Barrett’s chapters on how the Court works are quite interesting. One learns the importance of the law clerks, similar to Congressional aides, and the close personal relationship between a Justice and his or her four clerks. Barrett knows this relationship from both sides, having served as a Scalia clerk herself.
She explains the process for granting emergency relief, which I found quite informative in this age of judge shopping to get what one wants politically. It takes more than a single judge to go along; the plaintiff must show a reasonable possibility of at least four justices to agree.
Her description of the writing of the majority opinion also demonstrates how compromise is crucial to the decision-making process. Sometimes it is only negotiation on minor issues that achieves a majority for a clear decision. The role of Chief Justice is integral to this process as he works to get as many justices to sign on with the majority as he possibly can.

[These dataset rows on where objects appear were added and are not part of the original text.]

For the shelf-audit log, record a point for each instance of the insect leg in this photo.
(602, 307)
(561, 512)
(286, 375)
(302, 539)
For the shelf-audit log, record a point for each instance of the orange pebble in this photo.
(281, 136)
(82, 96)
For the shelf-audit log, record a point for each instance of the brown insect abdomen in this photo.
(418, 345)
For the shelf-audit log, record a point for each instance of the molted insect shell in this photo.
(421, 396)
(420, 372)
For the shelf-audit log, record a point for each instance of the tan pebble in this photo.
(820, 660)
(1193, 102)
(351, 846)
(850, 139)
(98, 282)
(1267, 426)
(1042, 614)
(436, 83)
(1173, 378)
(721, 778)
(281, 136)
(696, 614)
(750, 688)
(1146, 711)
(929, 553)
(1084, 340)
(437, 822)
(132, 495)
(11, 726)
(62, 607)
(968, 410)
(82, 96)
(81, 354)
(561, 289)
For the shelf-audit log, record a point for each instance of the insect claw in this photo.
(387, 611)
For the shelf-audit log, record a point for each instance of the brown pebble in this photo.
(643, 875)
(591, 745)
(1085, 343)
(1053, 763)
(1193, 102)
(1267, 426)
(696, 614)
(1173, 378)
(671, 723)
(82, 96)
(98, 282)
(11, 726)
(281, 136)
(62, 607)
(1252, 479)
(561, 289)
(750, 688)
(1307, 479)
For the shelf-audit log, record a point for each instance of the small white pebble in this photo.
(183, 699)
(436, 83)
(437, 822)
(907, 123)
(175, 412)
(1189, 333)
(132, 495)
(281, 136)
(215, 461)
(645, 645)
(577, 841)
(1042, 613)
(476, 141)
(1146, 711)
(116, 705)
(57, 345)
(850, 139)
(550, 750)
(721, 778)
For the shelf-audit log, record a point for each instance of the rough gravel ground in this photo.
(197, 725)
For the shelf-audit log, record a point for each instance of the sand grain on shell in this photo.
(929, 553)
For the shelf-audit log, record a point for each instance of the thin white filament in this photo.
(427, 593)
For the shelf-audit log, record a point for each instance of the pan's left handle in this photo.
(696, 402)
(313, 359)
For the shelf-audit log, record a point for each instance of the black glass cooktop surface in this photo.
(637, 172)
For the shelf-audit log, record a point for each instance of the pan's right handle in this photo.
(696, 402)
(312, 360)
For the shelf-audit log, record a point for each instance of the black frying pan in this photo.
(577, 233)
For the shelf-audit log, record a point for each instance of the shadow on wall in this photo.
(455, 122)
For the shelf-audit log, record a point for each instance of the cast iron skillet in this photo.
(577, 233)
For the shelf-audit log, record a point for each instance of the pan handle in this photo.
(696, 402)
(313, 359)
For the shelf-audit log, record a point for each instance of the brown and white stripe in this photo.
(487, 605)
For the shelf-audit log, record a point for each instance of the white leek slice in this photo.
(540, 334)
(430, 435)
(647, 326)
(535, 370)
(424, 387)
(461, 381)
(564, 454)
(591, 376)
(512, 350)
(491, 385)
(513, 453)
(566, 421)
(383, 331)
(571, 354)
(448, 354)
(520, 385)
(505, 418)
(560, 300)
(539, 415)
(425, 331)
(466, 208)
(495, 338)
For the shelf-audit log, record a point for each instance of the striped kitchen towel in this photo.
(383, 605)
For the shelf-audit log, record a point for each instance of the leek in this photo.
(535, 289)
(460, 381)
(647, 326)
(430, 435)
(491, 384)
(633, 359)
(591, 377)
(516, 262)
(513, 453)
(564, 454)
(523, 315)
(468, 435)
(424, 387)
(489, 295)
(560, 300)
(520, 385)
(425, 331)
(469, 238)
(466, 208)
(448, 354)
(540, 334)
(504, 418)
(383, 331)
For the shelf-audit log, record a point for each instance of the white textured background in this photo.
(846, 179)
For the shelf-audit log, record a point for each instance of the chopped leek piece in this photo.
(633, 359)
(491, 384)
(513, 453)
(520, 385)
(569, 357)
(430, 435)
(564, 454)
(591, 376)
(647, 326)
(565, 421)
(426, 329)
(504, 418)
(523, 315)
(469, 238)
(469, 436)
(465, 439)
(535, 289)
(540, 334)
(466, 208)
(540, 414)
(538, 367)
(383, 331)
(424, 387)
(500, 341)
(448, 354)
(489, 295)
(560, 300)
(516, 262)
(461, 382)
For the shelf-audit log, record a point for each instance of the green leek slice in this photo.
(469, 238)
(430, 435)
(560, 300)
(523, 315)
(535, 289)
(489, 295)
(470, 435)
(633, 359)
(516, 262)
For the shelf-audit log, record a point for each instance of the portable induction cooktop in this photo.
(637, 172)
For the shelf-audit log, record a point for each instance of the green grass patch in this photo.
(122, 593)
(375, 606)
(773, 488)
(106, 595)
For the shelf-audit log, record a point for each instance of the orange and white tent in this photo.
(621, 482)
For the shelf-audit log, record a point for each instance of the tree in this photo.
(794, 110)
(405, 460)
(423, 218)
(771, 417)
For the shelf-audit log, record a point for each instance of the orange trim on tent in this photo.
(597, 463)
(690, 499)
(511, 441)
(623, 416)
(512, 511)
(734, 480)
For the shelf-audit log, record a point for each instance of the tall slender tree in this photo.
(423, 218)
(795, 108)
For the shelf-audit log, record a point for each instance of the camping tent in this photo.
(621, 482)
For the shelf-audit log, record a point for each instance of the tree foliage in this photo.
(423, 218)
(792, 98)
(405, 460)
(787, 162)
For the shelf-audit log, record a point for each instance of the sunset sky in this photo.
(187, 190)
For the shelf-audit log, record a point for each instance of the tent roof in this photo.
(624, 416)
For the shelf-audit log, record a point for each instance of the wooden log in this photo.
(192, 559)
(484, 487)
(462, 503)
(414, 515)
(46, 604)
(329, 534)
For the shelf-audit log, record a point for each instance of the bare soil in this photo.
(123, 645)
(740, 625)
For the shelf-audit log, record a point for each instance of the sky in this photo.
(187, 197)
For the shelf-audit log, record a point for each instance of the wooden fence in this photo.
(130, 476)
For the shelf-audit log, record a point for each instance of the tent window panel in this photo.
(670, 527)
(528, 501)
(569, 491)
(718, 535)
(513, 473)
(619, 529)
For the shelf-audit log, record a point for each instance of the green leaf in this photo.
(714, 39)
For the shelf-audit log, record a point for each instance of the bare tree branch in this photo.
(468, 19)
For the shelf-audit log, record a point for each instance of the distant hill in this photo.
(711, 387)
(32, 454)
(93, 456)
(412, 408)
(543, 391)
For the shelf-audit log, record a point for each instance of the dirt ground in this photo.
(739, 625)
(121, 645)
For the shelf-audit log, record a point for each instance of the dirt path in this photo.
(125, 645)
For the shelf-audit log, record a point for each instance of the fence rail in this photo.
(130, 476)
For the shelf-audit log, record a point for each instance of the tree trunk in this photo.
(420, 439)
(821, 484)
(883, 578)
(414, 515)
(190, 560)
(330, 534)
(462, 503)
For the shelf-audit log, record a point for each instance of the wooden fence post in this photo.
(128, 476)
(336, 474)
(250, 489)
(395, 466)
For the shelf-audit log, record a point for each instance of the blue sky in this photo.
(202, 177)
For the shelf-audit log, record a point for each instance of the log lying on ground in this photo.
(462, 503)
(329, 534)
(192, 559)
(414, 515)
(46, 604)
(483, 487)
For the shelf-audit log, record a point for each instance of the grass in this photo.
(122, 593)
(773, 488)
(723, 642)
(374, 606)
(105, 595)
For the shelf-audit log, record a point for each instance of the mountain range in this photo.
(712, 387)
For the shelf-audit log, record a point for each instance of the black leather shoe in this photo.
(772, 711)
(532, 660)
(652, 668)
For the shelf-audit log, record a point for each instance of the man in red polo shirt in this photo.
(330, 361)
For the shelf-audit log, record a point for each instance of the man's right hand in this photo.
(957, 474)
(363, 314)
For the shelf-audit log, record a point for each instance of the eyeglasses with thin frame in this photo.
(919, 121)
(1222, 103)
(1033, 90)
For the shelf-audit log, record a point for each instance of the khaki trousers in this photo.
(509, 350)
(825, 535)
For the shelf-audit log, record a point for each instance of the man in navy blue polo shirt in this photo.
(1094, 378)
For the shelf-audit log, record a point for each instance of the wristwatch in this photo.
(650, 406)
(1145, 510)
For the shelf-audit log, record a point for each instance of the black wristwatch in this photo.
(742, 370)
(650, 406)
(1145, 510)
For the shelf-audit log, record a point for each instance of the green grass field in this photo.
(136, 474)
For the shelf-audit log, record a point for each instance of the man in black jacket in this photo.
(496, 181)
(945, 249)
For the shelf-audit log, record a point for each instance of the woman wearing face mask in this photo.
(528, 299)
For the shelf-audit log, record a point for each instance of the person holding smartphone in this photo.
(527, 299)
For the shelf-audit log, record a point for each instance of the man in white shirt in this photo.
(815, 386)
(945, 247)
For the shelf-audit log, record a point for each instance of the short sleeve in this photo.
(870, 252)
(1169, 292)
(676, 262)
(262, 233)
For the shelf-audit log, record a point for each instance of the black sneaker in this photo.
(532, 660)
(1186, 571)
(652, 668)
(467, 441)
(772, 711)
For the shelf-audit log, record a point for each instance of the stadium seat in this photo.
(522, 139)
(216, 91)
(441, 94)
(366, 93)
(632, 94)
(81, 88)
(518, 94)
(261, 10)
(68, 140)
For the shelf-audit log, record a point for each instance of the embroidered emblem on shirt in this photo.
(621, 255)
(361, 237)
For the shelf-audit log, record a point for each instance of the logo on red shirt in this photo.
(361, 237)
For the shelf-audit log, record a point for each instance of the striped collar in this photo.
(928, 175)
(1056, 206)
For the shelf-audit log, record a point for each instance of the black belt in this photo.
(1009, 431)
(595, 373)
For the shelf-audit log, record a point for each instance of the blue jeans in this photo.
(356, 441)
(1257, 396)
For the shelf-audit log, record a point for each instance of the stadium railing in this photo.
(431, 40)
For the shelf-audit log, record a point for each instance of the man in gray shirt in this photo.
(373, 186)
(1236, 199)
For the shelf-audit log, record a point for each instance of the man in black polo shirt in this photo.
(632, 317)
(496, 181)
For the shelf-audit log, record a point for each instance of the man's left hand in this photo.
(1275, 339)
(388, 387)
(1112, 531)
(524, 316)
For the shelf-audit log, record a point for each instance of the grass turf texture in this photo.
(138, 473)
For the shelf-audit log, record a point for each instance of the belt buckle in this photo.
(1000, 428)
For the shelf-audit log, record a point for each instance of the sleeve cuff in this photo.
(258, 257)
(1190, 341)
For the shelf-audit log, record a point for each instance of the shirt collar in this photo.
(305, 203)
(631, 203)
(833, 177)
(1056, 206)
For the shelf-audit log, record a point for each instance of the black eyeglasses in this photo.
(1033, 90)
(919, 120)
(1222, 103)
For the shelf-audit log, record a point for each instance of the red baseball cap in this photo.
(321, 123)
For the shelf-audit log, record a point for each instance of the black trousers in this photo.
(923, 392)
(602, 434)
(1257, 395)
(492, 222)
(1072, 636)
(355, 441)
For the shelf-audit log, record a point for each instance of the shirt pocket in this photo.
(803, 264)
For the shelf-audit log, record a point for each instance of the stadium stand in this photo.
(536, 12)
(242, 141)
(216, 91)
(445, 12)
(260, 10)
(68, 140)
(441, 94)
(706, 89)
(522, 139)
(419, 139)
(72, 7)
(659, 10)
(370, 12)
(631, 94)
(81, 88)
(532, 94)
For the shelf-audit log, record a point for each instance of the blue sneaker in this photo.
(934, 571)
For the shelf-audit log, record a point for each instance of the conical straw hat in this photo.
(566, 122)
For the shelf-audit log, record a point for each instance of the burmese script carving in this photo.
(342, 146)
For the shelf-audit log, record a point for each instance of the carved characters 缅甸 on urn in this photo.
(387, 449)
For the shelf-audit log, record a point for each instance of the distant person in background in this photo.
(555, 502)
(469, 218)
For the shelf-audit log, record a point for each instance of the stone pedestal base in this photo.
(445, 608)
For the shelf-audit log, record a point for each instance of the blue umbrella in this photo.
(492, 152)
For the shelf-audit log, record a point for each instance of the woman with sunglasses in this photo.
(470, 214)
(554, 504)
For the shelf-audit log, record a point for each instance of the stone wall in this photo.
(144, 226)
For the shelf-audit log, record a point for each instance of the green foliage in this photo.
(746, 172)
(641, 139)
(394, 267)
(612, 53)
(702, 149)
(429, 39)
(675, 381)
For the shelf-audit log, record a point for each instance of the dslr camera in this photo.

The fact that half all decisions during Barrett’s tenure were unanimous or near unanimous is proof of John Roberts’ success at this.
I could pick a few nits with Barrett’s writing style, such as always using the feminine pronoun for an indefinite or mixed group, but my most concerning issue is with her apparent belief that the Constitution is too difficult to amend. To my classical liberal way of thinking, that is one of its strengths. That said, she is not advocating wholesale rewriting of this venerable document, just an easier path to update it to address new issues that rise to a basic law level.
Barrett is not embarrassed to credit Justice Scalia with his influence on her judicial career. She clerked for him and learned from him how to approach difficult cases. The Martin-Quinn score for Scalia is more conservative than Barrett’s but they may grow closer as she works through more terms on the Court.
Barrett is criticized on the right for some of her votes on hot-topic issues, seen by “true” conservatives as a desertion of principle. Reading her book leaves me with two possible explanations for her putative ideological lapses. First, her application of the originalism rubric is the primary tool in her toolbox. Her interpretative analysis of the Constitution is informed more by the Founding Fathers than by any current political movement. Second, her understanding of what is under the hood in Court proceedings enables her to work toward achievable majority opinions that are as non-disruptive as possible.
At least that is my layman’s take on Amy Coney Barrett’s self-described role on the Court. Your mileage may vary, but you can only know that for sure if you read this book. It will be worth your time.
Mark Franke, M.B.A., an adjunct scholar of the Indiana Policy Review and its book reviewer, is formerly an associate vice-chancellor at Indiana University-Purdue University Fort Wayne.